La clé, ici, est la maîtrise du risque administratif (licences, patrimoine protégé), des coûts de rénovation et de la commercialisation.
En résumé : pourquoi Jerez de la Frontera mérite une place dans le radar des investisseurs
En croisant toutes les données, plusieurs points forts ressortent :
Synthèse des principaux atouts du marché immobilier de Jerez, combinant accessibilité, rendement et dynamisme économique.
Prix d’achat encore modérés avec une croissance soutenue et des rendements locatifs bruts attractifs, entre 6,5% et plus de 9%.
Location longue durée très tendue avec des loyers en forte hausse et une dynamique active de rénovation et de construction, notamment de logements régulés.

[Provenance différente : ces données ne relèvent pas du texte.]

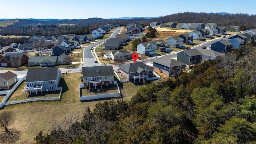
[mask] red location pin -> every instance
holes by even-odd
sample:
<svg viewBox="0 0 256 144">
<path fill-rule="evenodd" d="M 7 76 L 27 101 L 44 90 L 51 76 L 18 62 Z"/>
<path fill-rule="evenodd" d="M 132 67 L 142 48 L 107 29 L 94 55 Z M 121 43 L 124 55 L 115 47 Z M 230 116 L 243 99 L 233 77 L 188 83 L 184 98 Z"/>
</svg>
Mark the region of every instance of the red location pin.
<svg viewBox="0 0 256 144">
<path fill-rule="evenodd" d="M 136 60 L 137 60 L 137 59 L 139 58 L 139 56 L 138 54 L 134 53 L 132 54 L 132 57 L 133 60 L 134 61 L 134 62 L 136 62 Z"/>
</svg>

Tourisme solide centré sur le vin, la culture et les événements comme le MotoGP, moins dépendant du seul tourisme balnéaire.
Aéroport, réseau ferroviaire, hôpitaux, écoles internationales, golfs, marché central et centres commerciaux.
Présence internationale mesurée, loin de la saturation d’autres hotspots, laissant de la marge avant une éventuelle surchauffe.
Pour un investisseur francophone prêt à se faire accompagner par un avocat local et un bon gestionnaire, Jerez de la Frontera offre aujourd’hui un compromis rare en Europe du Sud : une ville vivante, authentique et bien desservie, où l’on peut encore acheter en dessous de 2 000 €/m² tout en espérant des rendements corrects et une appréciation notable du capital.
Le vrai risque n’est peut‑être pas de se tromper sur la ville, mais de tarder à s’y intéresser, alors que la courbe des prix et la tension locative continuent de grimper.